To allow the Artsdata crawler to crawl your website, ensure that it is not being blocked. Since there are multiple ways to restrict access to your website, it is important to coordinate with all members of your IT team who manage hosting, including those responsible for servers, firewalls, and web application firewalls.

The Artsdata crawler identifies itself using the User-agent string: artsdata-crawler. To ensure it can crawl your website, avoid blocking this string or any part of it (e.g., "crawler") in your configurations.

The Artsdata crawler also includes a version number appended to the User-agent string. While the version number can be safely ignored, the full User-agent string typically looks like this: artsdata-crawler/1.3.0, where the version may change as the code is updated.

Robots File

The primary tool for managing crawler access to your website is the robots.txt file. Ensure that your robots.txt file explicitly allows the Artsdata crawler if necessary.

Here’s how to check and configure robots.txt to allow the Artsdata crawler:

1. Locate your robots.txt File

The robots.txt file should be located in the root directory of your website (e.g., https://yourwebsite.com/robots.txt).

2. Add a rule

To allow all crawlers (*) or at least add a rule to allow the Artsdata Crawler. For example, add the following lines to the top of your robots.txt file to explicitly allow the Artsdata crawler:

User-agent: *
Allow: /

OR if you already have other rules to keep...

User-agent: artsdata-crawler
Allow: /

...other rules...

Either configuration allows the Artsdata crawler to access all pages on your website.

3. Save and Upload

Save the updated robots.txt file and upload it to the root directory of your website.

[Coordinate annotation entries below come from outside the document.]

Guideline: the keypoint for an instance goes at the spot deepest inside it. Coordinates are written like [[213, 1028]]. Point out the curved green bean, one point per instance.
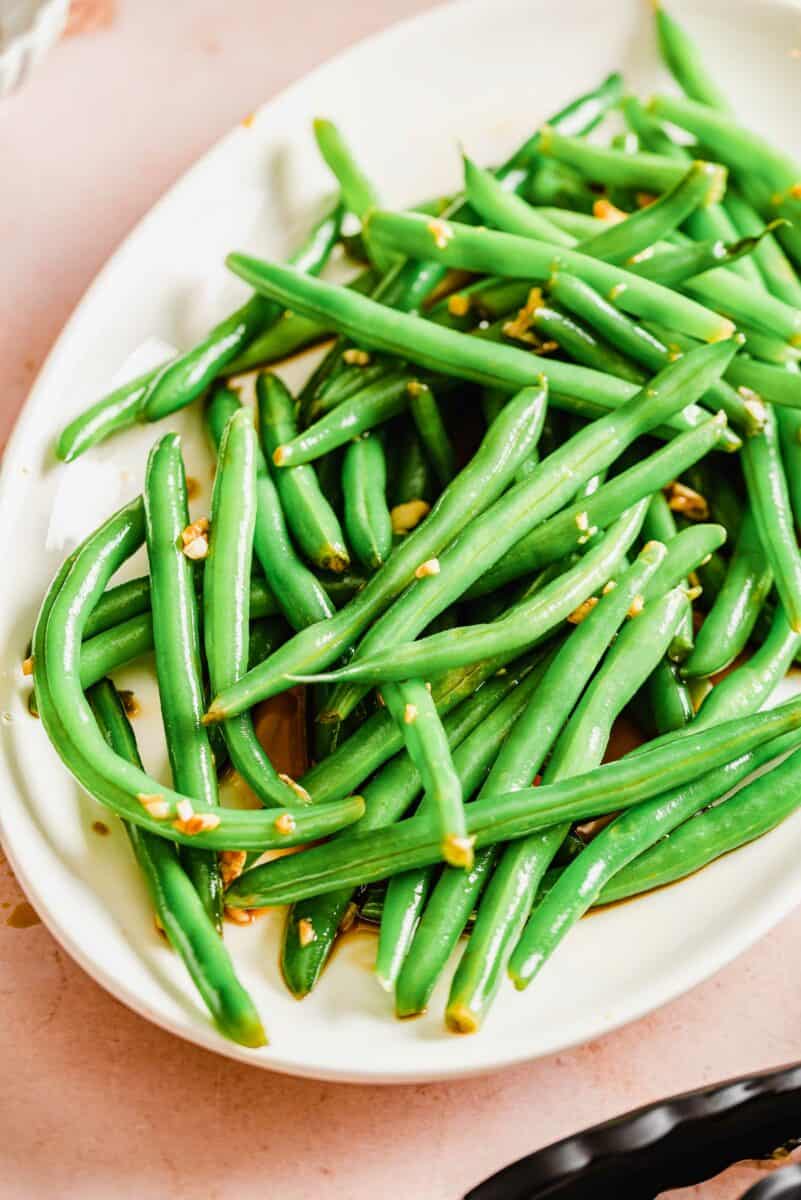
[[367, 516], [729, 622], [379, 853], [311, 519], [562, 533], [300, 594], [488, 474], [519, 760], [176, 904], [452, 353], [768, 492], [178, 654]]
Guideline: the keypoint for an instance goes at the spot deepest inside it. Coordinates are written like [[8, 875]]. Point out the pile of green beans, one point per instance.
[[501, 511]]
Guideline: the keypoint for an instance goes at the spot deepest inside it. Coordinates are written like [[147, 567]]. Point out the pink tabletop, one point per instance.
[[96, 1102]]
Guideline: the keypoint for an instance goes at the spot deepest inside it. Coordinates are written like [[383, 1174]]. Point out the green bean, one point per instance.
[[685, 63], [407, 892], [413, 477], [450, 352], [505, 445], [291, 334], [507, 903], [176, 905], [380, 401], [789, 432], [367, 516], [506, 210], [519, 760], [650, 132], [661, 526], [574, 340], [500, 253], [674, 267], [226, 612], [746, 689], [636, 831], [562, 533], [778, 385], [667, 699], [178, 654], [768, 492], [112, 413], [431, 427], [357, 191], [311, 519], [181, 379], [387, 796], [509, 636], [772, 263], [415, 711], [379, 853], [754, 810], [300, 594], [536, 497], [702, 185], [615, 168], [732, 618], [67, 719], [728, 142]]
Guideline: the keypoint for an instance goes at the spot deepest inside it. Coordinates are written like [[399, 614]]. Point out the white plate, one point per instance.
[[485, 72]]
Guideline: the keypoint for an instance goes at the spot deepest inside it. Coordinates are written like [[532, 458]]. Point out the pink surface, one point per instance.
[[96, 1102]]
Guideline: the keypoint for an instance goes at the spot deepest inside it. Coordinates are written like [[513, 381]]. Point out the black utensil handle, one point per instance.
[[679, 1141], [784, 1185]]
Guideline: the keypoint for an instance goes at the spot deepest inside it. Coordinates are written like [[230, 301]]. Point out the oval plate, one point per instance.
[[485, 72]]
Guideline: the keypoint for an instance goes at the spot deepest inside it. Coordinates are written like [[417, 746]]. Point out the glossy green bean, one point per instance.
[[630, 835], [660, 523], [226, 613], [486, 477], [703, 184], [300, 594], [507, 636], [387, 797], [768, 492], [178, 654], [518, 762], [507, 903], [367, 516], [754, 810], [176, 904], [407, 892], [500, 253], [772, 263], [564, 533], [531, 501], [363, 412], [311, 519], [576, 340], [453, 353], [789, 432], [728, 142], [778, 385], [181, 379], [684, 61], [729, 622], [612, 787], [433, 435], [747, 688], [68, 721]]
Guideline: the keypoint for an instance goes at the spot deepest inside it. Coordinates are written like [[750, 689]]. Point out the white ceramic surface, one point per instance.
[[483, 72]]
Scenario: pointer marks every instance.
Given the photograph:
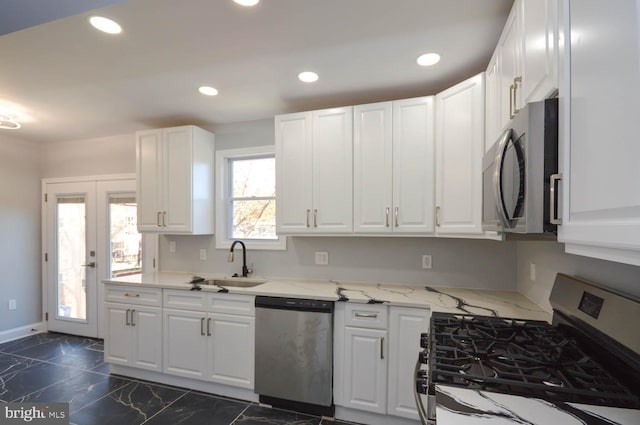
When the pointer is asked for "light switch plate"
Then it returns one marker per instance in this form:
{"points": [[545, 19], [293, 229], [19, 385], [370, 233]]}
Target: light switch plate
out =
{"points": [[322, 258]]}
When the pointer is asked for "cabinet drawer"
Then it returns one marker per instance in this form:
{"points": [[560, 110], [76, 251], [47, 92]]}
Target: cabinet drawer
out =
{"points": [[243, 305], [185, 300], [366, 316], [133, 295]]}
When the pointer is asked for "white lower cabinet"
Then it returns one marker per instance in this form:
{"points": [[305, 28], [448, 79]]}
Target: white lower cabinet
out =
{"points": [[405, 326], [375, 352], [133, 335], [211, 346], [365, 378]]}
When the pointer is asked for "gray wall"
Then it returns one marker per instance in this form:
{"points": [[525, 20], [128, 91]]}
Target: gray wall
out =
{"points": [[549, 258], [20, 271]]}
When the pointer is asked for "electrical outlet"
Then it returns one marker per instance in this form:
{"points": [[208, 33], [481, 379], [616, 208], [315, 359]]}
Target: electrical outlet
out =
{"points": [[322, 258], [532, 272]]}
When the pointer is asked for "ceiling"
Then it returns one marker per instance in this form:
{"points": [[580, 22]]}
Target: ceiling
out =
{"points": [[63, 80]]}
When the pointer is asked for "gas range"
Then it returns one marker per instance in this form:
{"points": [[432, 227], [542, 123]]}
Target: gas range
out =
{"points": [[577, 359]]}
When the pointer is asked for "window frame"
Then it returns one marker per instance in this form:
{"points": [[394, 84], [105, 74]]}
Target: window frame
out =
{"points": [[223, 187]]}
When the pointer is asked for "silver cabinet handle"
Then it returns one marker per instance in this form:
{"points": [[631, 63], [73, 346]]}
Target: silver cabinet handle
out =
{"points": [[516, 81], [553, 198], [511, 97]]}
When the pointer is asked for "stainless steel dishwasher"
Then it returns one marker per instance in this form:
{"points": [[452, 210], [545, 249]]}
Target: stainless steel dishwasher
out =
{"points": [[294, 354]]}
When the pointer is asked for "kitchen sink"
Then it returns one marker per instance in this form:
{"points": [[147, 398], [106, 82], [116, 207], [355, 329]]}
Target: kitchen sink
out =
{"points": [[239, 282]]}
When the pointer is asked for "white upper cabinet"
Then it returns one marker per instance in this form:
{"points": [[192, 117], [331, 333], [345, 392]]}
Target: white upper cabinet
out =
{"points": [[413, 166], [314, 171], [524, 65], [459, 151], [599, 127], [393, 167], [175, 180]]}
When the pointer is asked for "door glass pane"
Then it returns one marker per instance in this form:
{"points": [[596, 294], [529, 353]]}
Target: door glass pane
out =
{"points": [[126, 242], [71, 241]]}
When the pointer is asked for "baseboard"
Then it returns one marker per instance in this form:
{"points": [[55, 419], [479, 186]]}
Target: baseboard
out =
{"points": [[22, 331]]}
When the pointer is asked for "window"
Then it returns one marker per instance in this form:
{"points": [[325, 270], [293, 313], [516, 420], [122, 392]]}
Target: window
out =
{"points": [[246, 202]]}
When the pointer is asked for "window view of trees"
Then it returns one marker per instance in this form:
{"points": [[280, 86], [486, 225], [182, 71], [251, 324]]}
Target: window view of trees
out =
{"points": [[252, 198]]}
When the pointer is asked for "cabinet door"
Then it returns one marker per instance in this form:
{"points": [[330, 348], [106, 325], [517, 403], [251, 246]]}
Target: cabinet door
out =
{"points": [[117, 341], [293, 173], [365, 370], [148, 171], [372, 168], [493, 120], [231, 349], [413, 166], [509, 52], [540, 54], [405, 326], [146, 325], [185, 343], [177, 184], [598, 147], [459, 151], [333, 170]]}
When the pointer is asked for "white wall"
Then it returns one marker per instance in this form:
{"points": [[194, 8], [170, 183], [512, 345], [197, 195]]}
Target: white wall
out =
{"points": [[91, 157], [20, 277], [549, 258]]}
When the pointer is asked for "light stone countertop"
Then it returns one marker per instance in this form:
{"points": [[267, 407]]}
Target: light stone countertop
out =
{"points": [[438, 299]]}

4. Test Your Configuration

Use tools like Google Search Console’s Robots Testing Tool or other online robots.txt validators to ensure your configuration is correct.

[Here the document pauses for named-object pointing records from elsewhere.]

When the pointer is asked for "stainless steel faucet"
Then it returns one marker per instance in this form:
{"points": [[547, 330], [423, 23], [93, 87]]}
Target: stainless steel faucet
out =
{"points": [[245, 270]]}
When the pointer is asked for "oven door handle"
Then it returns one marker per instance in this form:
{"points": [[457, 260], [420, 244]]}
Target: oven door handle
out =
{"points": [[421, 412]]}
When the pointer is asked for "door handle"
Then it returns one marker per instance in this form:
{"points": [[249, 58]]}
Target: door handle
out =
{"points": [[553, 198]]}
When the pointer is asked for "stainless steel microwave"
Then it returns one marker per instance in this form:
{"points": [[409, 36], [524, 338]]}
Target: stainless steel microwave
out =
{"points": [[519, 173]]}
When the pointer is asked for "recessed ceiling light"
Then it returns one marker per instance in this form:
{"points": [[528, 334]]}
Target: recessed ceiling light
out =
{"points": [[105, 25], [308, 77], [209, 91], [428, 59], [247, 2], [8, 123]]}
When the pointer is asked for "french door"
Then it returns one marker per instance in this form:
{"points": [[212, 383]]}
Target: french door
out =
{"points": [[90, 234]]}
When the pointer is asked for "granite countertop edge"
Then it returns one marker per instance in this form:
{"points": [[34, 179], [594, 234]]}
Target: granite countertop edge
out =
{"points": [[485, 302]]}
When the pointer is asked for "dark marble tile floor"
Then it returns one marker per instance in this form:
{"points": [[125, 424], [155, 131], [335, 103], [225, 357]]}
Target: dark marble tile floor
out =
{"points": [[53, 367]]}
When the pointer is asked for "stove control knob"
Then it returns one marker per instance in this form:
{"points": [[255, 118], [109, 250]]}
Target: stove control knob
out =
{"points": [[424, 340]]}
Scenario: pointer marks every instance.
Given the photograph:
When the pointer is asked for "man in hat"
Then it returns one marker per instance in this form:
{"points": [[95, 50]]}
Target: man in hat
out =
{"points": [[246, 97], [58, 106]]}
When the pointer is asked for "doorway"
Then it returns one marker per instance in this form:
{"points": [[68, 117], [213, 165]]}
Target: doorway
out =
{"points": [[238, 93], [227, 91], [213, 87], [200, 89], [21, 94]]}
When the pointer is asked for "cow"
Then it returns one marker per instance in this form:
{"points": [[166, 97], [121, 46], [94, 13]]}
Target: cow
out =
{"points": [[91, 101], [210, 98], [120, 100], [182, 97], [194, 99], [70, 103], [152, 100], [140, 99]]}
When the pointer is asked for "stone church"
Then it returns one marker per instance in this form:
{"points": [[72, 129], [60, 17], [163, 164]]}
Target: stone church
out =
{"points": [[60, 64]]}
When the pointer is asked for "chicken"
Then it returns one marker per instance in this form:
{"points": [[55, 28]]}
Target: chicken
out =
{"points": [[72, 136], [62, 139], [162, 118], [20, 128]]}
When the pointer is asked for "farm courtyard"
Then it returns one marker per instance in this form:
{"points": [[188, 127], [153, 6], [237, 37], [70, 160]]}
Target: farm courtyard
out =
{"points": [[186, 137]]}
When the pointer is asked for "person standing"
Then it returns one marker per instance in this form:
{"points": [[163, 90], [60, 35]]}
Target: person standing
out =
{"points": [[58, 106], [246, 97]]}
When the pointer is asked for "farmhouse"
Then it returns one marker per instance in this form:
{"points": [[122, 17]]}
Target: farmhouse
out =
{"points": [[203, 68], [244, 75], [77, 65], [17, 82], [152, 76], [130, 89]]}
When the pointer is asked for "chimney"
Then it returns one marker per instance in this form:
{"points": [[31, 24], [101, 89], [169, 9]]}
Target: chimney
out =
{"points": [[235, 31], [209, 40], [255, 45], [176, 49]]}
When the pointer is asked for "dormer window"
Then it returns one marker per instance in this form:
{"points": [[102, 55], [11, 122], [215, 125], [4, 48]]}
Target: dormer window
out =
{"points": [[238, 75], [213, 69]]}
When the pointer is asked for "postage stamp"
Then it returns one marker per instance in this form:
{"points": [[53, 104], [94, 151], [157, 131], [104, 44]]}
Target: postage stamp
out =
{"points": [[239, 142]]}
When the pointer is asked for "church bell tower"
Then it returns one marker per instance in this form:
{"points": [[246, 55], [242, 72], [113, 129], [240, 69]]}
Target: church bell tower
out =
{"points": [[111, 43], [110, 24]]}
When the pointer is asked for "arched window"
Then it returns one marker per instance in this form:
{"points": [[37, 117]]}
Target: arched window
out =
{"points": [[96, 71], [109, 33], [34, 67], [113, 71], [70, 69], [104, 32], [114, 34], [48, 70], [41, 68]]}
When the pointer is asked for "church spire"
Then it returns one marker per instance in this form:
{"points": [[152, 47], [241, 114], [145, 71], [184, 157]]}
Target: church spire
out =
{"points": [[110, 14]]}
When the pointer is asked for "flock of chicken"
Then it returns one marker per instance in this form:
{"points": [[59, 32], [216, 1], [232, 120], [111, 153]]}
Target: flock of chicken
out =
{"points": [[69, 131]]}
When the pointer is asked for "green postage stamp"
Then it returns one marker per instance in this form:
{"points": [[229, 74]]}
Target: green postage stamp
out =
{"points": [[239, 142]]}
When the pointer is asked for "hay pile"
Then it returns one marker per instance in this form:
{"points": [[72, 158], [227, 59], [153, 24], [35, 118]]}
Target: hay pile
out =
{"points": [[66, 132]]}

You can also do the test using Artsdata.ca described below.

CloudFlare

CloudFlare is a popular web infrastructure and website security company that provides content delivery network (CDN) services, DDoS mitigation, Internet security.

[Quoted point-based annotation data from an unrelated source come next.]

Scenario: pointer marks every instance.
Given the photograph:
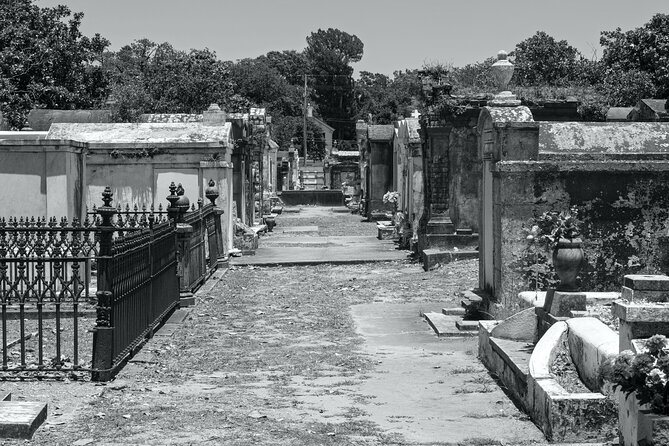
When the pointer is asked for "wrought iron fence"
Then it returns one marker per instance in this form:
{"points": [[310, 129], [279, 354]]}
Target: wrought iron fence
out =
{"points": [[137, 287], [44, 291], [50, 299]]}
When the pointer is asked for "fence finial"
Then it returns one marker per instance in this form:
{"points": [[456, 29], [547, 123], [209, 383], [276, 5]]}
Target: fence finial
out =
{"points": [[211, 192]]}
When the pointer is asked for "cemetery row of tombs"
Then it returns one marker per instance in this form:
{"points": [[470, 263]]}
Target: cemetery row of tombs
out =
{"points": [[569, 221], [510, 184], [573, 220]]}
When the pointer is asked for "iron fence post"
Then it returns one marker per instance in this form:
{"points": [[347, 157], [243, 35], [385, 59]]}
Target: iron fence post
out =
{"points": [[179, 205], [212, 194], [103, 334]]}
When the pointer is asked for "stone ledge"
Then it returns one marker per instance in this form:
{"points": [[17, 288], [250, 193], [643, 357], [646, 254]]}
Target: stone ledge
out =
{"points": [[641, 312], [647, 282], [20, 419]]}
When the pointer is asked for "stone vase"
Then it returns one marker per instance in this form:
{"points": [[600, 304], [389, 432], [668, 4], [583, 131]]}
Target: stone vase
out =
{"points": [[568, 260]]}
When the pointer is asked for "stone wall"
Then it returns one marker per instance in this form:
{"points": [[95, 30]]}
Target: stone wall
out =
{"points": [[41, 179], [40, 119], [617, 176], [624, 210]]}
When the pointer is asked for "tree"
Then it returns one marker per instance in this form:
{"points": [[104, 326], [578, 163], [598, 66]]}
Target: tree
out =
{"points": [[45, 61], [288, 131], [541, 59], [156, 78], [330, 53], [264, 86], [644, 49], [386, 99], [292, 65]]}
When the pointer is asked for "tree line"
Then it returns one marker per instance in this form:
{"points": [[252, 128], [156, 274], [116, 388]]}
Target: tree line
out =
{"points": [[46, 62]]}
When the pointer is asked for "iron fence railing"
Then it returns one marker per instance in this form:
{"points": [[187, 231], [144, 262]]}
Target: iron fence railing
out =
{"points": [[45, 286], [51, 301]]}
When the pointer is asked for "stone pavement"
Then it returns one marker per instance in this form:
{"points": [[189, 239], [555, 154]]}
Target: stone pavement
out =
{"points": [[433, 390], [426, 389], [310, 250], [302, 245]]}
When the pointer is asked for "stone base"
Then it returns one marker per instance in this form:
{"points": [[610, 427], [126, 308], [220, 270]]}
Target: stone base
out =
{"points": [[561, 303], [20, 419], [386, 232], [186, 300]]}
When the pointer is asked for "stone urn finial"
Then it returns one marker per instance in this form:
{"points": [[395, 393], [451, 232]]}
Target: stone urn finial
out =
{"points": [[502, 72], [211, 192]]}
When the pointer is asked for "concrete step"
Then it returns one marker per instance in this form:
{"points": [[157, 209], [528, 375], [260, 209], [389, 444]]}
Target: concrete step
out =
{"points": [[447, 241], [467, 325], [433, 257], [20, 419], [457, 311], [516, 357], [440, 226], [444, 325]]}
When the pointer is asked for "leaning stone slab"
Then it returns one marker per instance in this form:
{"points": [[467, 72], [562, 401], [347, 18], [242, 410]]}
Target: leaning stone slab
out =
{"points": [[20, 419], [640, 320], [641, 312], [631, 294], [561, 303]]}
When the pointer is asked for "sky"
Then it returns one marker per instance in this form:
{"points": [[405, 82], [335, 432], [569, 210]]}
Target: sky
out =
{"points": [[397, 34]]}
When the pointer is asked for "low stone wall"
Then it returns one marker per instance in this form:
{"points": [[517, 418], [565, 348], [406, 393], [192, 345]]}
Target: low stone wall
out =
{"points": [[312, 197]]}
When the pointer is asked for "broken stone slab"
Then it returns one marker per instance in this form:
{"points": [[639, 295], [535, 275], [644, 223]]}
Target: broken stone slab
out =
{"points": [[640, 320], [647, 282], [641, 312], [444, 325], [561, 303], [631, 294], [20, 419]]}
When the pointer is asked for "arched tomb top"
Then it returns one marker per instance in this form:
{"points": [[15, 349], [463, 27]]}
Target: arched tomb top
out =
{"points": [[490, 116], [604, 137]]}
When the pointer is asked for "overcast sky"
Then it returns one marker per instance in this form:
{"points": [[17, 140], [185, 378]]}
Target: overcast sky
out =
{"points": [[397, 35]]}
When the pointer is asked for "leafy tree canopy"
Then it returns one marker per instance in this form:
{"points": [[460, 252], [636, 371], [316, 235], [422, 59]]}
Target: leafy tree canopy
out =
{"points": [[46, 62], [641, 50], [156, 78], [541, 59]]}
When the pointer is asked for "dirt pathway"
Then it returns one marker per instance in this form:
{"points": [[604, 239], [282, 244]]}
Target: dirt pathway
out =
{"points": [[309, 355]]}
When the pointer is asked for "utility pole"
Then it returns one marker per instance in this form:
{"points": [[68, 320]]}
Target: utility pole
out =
{"points": [[304, 126]]}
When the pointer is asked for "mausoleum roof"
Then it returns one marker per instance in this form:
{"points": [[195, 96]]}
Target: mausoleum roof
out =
{"points": [[141, 132], [604, 137], [380, 132]]}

CloudFlare provides several layers of protection that may block the Artsdata crawler.

To test if your Cloudflare system is blocking the Artsdata crawler, you can disable Bot Fight Mode temporarily and test with the method below.

If the test confirms that CloudFlare is blocking the Artsdata crawler please consult with an expert on how to configure CloudFlare to allow the Artsdata crawler to pass.

Testing Access

This test can be used to check if the artsdata-crawler has access to your website.

  1. copy the url of an event webpage from on your website
  2. go https://kg.artsdata.ca
  3. paste your event url into the search box (top right) and click the Search button
  4. In the search results page click the option to dereference.
  5. If there is a message like Forbidden(403) or Connection reset by peer then the artsdata-crawler is still being blocked.